To find an appropriate $k$, I solved the relaxed LP with $k$ values of 4, 8, 12, 16, 20. The solutions were 695251, 694956, 694954, 694952, 694952. So it seems there is no use in adding any more edges. For those that are interested, I implemented the solution in Julia using JuMP with Gurobi. On my laptop, the LPs took 30–90 seconds to solve.
Putting everything together
Here is a plot comparing all the bounds above.
So ultimately, our best bound for the case $M=1000$ is
\[
694952 \le L^\star \le 735394
\]
for an approximation ratio of about $1.06$.
It’s not easy to evaluate this without a computer, but one way to get a higher lower bound is to sum over all pairs the average of the distances to its two nearest neighbors (since every point needs to be connected to 2 other distinct points). I don’t have the exact number here, but that got me to about 709k.
For the upper bound, any actual path will do. One example that comes fairly close to the LB above is to start at (1,1), go up the first column, then going down and up pairs of alternating columns (e.g. down cols 2/3, up 4/5, down 6/7, etc, then end by going down 998/999/1000 together) excluding the bottom row, then finally go back along the bottom row. Because many of the columns are fairly sparse, going up and down in pairs takes a lot less distance than going up and down each one (but groups of 3 or more columns seem to give too big a trade-off with extra over-and-back horizontally). That got me to an upper bound of about 735k.
I can’t think of any way to get further than that without using a lot more computing power – but will be interested to see what you come up with! Thanks for another good solution.
(Also, as a small niggle, I think you’ve got the bounding inequality for L*(M) the wrong way around!)
Very nice! My upper bound isn’t as good as yours but I think my lower bound is better. I’m still working on the write-up. Should be done soon. Would you mind checking your numbers again? When I tried your suggestion of averaging the two nearest neighbors for each node, I got 643,811 instead of 709k. I’ll include both your solution and mine in the write-up, since that will give the best possible approximation ratio.
Ah – what a shame… I thought the bounds seemed surprisingly close together, I guess I should have realized it was too close to be true! I don’t have the original file I did it in to hand, but yes, when I reran it, I got your value for the LB (643,811.507). Thanks for double-checking!
Thanks for doing all this work! Are the curves straight if you use M^2 as the axis? I would guess that they are apart from a little steepening for M under 100 where coprimes get a bit more dense.

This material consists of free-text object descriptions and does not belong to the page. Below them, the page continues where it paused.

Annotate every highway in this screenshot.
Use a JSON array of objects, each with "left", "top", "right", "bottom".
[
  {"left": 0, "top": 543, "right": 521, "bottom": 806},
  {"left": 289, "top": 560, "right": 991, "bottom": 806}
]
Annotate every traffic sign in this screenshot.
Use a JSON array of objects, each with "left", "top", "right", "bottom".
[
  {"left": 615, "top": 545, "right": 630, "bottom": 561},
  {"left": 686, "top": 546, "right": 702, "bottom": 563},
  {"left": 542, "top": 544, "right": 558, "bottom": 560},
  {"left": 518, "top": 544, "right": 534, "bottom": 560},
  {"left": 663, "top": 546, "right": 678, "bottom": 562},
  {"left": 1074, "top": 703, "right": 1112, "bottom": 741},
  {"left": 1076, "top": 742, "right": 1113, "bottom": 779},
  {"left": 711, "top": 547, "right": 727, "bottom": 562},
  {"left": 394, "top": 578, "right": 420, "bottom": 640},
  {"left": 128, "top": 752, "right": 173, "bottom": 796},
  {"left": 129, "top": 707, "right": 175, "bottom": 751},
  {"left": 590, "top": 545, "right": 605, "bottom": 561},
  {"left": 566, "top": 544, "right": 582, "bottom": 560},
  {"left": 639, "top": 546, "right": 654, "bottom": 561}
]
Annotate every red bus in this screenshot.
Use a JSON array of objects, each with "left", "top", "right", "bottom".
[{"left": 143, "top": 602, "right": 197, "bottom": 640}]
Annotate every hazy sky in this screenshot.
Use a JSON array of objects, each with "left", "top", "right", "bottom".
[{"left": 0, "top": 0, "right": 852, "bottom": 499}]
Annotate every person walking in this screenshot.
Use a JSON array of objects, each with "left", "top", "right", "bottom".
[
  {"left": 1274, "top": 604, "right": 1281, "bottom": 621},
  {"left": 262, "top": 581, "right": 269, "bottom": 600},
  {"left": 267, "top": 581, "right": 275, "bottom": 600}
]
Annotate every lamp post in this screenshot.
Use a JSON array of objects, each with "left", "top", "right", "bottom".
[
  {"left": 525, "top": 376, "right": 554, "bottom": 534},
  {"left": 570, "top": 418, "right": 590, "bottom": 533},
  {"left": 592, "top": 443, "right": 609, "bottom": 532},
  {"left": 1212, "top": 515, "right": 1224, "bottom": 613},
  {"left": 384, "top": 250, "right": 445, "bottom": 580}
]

The optimum for M=50 is 1773.05, which can be computed in a few seconds with MAOS:
https://github.com/wiomax/MAOS-TSP
So a reasonable bet is that the optimium for 1000 is a little less than 400 times that (709220). A little less because the coprimes are about 1% more dense for M=50 than for M=1000.
My computer runs out of its 8G of memory by M=100, but it wouldn’t be too hard to compute and splice together 400 50×50 paths (or maybe 100 100×100 ones with a roomier computer) to get a rather tight upper bound.
Your intuition is correct about the shape of the curves. All the curves look like scaled versions of $M^2$.